Dans le cas d’Eric Garner, l’annonce de la constitution d’un grand jury avait été annoncée le 19 août par le procureur de Staten Island, plus d’un mois après le drame, et quatre jours avant une manifestation ayant réuni des milliers de protestataires à Staten Island.

2 commentaires
  • Jean-François Trottier - Inscrit 4 décembre 2014 12 h 44

    Une question d'image ?

    Je ne veux pas tirer de trop faciles conclusions. Toutefois j'ai noté, depuis quelques années que les USA produisent des dizaines de série policières qui envahissent les ondes. Il y en a partout et à toutes heures, fictions, séries-reportages, personnages héroïques ou amusants mais toujours droits, criminels dérangés, cruels ou cupides, dans tous les cas la police a raison.

    Dans ces séries les agents des affaires internes, dont le rôle est de contrôler les actes de la police, sont toujours des arrivistes, manipulateurs et pointilleux comme le pire des fonctionnaires dans les cauchemars débridés d'un libertaire bon teint.

    Quand un policier est pris dans l'affreux engrenage des affaires internes, lui si humain et droit a toujours un mal de chien à faire prévaloir sa grandeur d'âme face aux préjugés de la plèbe. Heureusement il s'en sort toujours étant donné la faiblesse évidente des accusations. Ouf! On a eu peur!

    On a déjà eu droit à la chasse aux sorcières, aux méchants Chinois, Arabes, extra-terrestres au besoin, souvent aux esprits tordus de la CIA qui-oublient-le-sens-commun, toutefois les gens de NCIS, de la brigade de profilage criminel, celles à la mémoire phénoménale et autres, par chance, nous défendent.
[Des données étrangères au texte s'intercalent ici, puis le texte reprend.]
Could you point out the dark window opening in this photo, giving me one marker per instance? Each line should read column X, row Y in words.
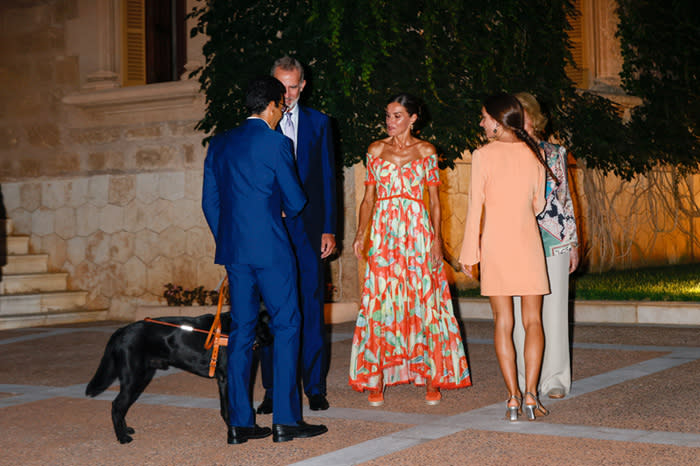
column 165, row 40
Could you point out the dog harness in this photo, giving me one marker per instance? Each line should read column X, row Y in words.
column 215, row 338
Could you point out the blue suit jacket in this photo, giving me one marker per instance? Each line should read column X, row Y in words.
column 249, row 178
column 316, row 166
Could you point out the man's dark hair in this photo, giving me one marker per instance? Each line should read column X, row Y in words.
column 261, row 91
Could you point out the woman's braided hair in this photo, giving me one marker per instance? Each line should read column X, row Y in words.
column 507, row 110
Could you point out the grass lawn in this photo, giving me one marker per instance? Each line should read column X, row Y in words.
column 667, row 283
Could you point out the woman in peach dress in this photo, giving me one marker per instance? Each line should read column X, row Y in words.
column 507, row 182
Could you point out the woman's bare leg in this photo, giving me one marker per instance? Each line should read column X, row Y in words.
column 502, row 307
column 534, row 342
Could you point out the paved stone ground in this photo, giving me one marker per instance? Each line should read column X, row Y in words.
column 634, row 401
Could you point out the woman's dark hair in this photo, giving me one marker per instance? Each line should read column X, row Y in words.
column 413, row 105
column 507, row 110
column 261, row 91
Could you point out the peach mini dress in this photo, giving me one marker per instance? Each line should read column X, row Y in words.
column 508, row 183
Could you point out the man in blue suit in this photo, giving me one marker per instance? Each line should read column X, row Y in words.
column 312, row 232
column 249, row 179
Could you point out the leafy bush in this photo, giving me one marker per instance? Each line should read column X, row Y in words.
column 674, row 283
column 450, row 53
column 175, row 295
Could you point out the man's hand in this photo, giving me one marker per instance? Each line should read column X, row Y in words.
column 327, row 244
column 471, row 271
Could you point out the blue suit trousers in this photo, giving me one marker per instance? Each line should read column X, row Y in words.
column 278, row 286
column 313, row 343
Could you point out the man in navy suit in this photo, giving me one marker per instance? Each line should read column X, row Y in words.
column 250, row 178
column 312, row 232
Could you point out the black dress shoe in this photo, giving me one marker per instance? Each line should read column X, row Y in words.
column 318, row 402
column 242, row 434
column 265, row 407
column 285, row 433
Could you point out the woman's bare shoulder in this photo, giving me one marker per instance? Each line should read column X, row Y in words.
column 426, row 149
column 377, row 147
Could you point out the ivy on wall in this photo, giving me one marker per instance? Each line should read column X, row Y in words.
column 661, row 51
column 452, row 54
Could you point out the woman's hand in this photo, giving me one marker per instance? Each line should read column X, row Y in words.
column 436, row 254
column 471, row 271
column 358, row 246
column 573, row 259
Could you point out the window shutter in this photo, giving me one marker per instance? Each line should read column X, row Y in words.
column 577, row 75
column 134, row 42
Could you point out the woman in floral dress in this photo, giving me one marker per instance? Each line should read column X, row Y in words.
column 406, row 330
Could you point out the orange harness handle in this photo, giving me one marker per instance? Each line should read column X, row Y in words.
column 214, row 339
column 215, row 332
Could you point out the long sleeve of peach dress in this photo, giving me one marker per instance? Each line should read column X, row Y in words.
column 507, row 184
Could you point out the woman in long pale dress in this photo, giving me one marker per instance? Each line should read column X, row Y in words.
column 406, row 331
column 507, row 182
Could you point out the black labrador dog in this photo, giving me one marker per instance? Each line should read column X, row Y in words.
column 135, row 351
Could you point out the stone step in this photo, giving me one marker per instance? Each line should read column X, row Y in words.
column 41, row 303
column 69, row 316
column 26, row 263
column 34, row 282
column 17, row 245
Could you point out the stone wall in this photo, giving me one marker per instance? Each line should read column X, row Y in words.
column 107, row 180
column 641, row 231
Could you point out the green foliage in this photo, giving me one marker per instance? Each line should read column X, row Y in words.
column 660, row 47
column 358, row 53
column 675, row 283
column 175, row 295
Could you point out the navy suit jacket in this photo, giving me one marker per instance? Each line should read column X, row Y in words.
column 316, row 166
column 250, row 177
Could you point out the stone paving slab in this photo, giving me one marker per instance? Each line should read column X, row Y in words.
column 633, row 401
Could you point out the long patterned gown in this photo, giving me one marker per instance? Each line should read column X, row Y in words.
column 406, row 328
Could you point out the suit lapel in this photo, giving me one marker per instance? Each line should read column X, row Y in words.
column 303, row 135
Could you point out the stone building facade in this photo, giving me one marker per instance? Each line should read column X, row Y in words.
column 106, row 179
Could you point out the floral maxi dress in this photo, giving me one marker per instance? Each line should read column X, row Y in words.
column 406, row 329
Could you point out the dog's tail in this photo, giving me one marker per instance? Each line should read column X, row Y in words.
column 107, row 371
    C'est de toute beauté.

  • Steve Harvey-Fortin - Inscrit 4 décembre 2014 22 h 49

    Désinformation publique

    Il ne s'agit pas de l'impunité des policiers mais plutôt de la récidive des personnes de race noire qui commettent des crimes à répétitions. Il ne s'agit pas de l'intégrité des policiers mais du manque de respect des gens de race noire à respecter la loi et l'ordre. Il ne s'agit pas crimes causés par les policiers mais d'un syndrôme de victimisation de la part des gens de race noire qui se croient victimes parce qu'ils ne respectent pas les lois.

    Bref, si on juge avec ce qui se passe aux États-Unis, il appert que ces gens n'ont jamais évolués en Amérique comme personnes morales qui désire apporter quelque chose de positif à la société. Comme citoyens ils doivent être en mesure d'accepter qu'ils peuvent être victimes d'injustice et en même temps être apte à continuer de bien agir comme citoyens.

    Ce n'est pas parce qu'un homme de race noire a été abattu par la police que tous les gens de race noire sont des criminels. Mais à les voir agir, ils se considèrent tous comme des criminels. Dès que vous manifestez dans la rue vous n'avez plus de crédibilité comme groupe social qui accuse et culpabilise l'autorité.